The iPhone maker, which scouted 19 countries before choosing Ireland, raised concern that the project remains mired in the planning process, according to the people who asked not be named because the matter is private. The plan to build a data center in a Galway forest, due to cover 166,000 square meters, the equivalent to about 23 soccer fields, close to the Atlantic coast was announced in 2015 and had been expected to be completed this year.
Instead, Apple is still awaiting a court hearing into a challenge by objectors into the planning approval for the project. The company is also worried that plans to power the center could also be contested, adding additional delays, though it hasn’t given Ireland a deadline for completing the process, according to one of the people.
Advocates of the Apple project say the delays illustrate a deeper issue: the difficulty executing large infrastructure developments in Ireland compared with other countries. Apple has almost completed a similar project in Denmark that Chief Executive Officer Tim Cook announced simultaneously as part of its biggest-ever investment in Europe, and said in July it plans a second data center in the Scandinavian country.
In Ireland, the forestry site remains largely untouched, as the project became bogged down in the planning process, with objectors contesting its potential environmental impact and economic benefits. Though a Dublin court agreed to fast-track a second legal challenge to the center planning approval in November, that case won’t be heard until October.

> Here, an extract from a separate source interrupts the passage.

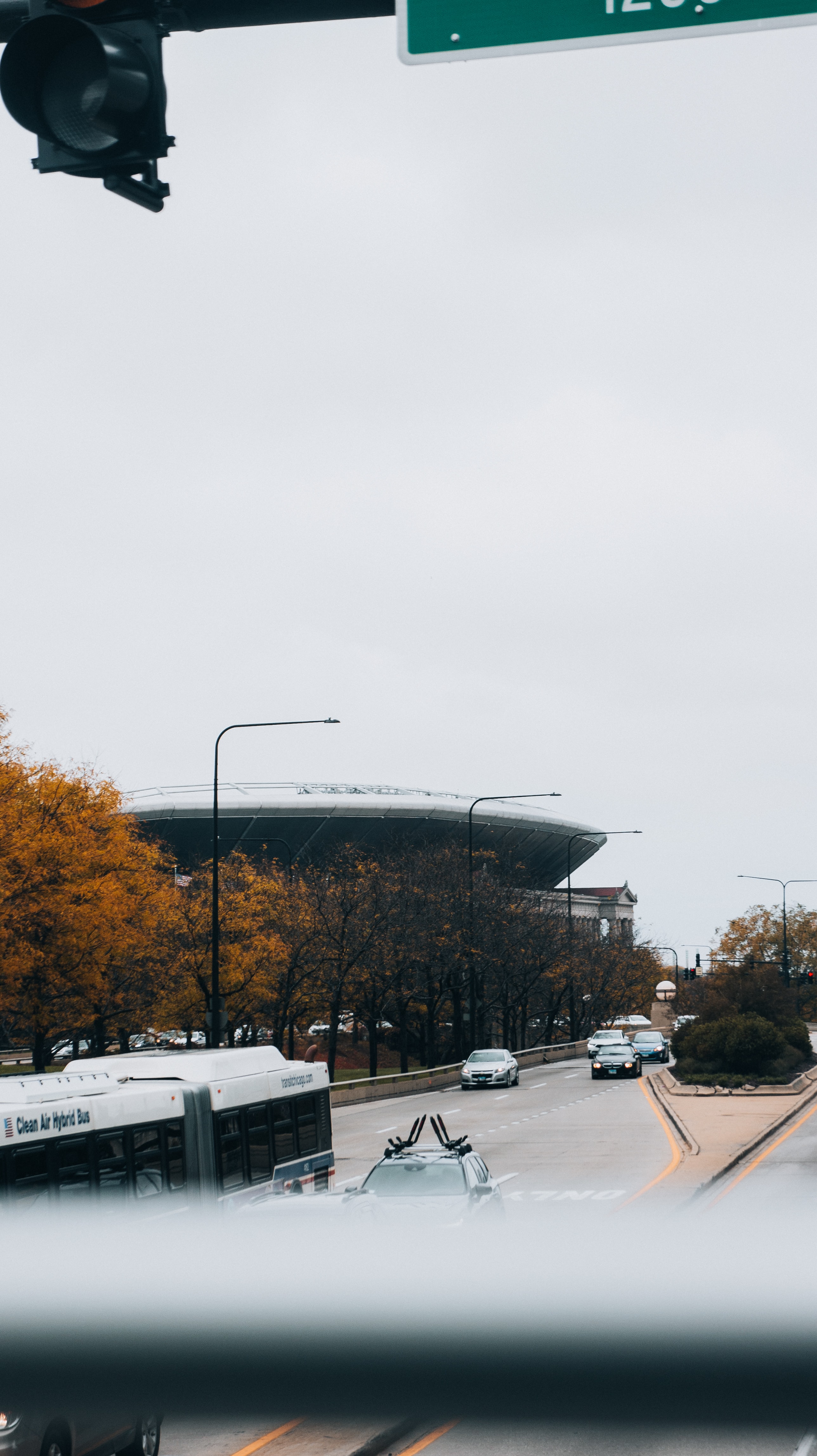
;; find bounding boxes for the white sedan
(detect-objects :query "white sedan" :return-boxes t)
[460,1048,519,1088]
[587,1031,629,1060]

While the court probably won’t block the center altogether, it could send the project back into the planning process if it finds flaws in the earlier procedure. Depending on the outcome of the case, Apple may quietly shelve the center or scale it back, rather than formally abandon it, according to one of the people.
Apple declined to comment, as did IDA Ireland, the agency responsible for attracting inward investment into the country.